I’m not going to let my scale mess up my good thing. I’m healthy, I’m happy, and I don’t care how much I weigh because unless I plan on beginning a career as bowling ball, nobody else cares either. The fact is, as long as I’m doing my exercise and eating the right food in the right portions I know I’m going to look good and feel better and that is what maters. People don’t ask you to stand on them so they can evaluate the worth of your efforts, so why do we feel the need to stand on an inanimate object and ask it to do the same. When my husband tells me I look good, he doesn’t pick me up first to make sure what he is seeing is real. My clothing doesn’t have a meeting with my scale to discus my success and then shrink or expand based upon my weight. As a matter of fact, my scale can’t tell me half the information about myself that I get from other sources.
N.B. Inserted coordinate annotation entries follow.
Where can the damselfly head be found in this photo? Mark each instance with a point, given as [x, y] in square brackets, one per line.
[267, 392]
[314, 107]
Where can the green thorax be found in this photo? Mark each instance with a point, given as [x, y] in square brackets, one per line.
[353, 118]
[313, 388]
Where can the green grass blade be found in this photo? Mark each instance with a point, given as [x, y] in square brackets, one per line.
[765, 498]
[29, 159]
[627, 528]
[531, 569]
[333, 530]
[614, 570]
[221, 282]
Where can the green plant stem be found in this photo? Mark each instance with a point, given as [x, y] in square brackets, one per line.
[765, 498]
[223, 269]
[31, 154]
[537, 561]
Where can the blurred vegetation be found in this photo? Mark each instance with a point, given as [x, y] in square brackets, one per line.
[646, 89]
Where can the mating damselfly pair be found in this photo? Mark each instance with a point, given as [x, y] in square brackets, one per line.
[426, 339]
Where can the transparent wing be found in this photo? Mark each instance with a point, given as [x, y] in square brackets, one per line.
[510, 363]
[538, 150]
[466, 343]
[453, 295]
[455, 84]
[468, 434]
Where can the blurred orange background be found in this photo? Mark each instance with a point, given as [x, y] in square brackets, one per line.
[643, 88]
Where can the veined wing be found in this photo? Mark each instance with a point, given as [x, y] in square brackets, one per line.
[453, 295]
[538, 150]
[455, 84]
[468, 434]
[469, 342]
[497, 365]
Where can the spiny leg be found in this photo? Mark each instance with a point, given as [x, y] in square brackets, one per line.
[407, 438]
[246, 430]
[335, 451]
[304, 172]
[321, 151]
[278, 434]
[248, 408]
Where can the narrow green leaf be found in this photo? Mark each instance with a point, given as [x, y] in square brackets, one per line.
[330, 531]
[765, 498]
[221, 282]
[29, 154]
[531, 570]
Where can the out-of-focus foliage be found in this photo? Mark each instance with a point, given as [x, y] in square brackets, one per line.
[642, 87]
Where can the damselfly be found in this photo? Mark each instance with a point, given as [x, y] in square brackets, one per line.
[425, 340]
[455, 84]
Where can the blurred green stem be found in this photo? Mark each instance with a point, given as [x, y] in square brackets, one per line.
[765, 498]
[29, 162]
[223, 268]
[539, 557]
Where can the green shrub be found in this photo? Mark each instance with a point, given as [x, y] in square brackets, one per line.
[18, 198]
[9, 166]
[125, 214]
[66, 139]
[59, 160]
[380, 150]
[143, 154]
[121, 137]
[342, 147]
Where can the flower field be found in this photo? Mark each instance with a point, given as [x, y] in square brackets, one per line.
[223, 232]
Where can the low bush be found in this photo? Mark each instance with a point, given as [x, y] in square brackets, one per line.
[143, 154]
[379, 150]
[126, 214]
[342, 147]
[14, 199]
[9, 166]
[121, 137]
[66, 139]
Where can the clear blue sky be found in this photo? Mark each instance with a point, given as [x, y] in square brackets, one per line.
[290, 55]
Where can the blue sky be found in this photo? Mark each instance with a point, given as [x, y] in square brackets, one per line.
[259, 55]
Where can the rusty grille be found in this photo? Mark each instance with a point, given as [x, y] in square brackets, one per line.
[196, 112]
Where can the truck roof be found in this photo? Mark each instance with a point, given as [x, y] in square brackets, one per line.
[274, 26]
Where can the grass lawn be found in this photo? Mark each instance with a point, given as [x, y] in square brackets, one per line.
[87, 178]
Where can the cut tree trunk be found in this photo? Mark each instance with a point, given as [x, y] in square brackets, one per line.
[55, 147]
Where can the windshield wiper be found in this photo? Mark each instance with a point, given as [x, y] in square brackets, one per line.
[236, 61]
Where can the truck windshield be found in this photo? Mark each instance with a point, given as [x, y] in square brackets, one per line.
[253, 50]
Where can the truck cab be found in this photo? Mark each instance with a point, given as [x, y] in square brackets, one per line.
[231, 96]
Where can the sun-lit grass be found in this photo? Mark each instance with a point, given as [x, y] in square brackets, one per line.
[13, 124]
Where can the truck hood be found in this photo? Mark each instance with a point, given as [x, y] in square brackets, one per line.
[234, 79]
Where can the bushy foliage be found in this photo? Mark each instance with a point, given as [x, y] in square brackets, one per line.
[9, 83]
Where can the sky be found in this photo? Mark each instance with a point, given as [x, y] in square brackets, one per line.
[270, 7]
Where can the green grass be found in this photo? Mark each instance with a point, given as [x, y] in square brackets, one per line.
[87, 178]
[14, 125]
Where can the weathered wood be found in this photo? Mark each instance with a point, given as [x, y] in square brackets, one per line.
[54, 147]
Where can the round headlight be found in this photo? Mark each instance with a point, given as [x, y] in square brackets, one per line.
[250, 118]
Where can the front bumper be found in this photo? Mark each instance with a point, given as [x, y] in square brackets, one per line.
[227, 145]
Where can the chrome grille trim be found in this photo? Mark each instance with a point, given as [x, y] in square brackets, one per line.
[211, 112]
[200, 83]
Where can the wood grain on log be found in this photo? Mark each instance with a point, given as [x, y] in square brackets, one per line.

I think it’s about time I take my scale off the pedestal that I should be putting myself on. I need to spend more time caring about what I think and feel, instead of what my scale thinks. Like the devil it lies to me and causes me to make bad decisions. I don’t give my doormat, my ottoman, or anything else I put my feet on as much credit, and if I want to stand on something for a life changing response, I will go out and get a doormat that tells me to have a good day every time I step on it, at least that would be healthy encouragement. Today, I throw out my scale and I put my hope and faith where it needs to be! From now on, when I want to know how well I’m doing I will put on a pair of old pants to remind myself how far I’ve come, or I will run around the block and remember when I couldn’t. When I want to feel good about myself I will put an apple w/ 2 tbsp of almond butter in my hand and nothing under my feet. Today’s task, toss the scale and never look toward my feet for affirmation again.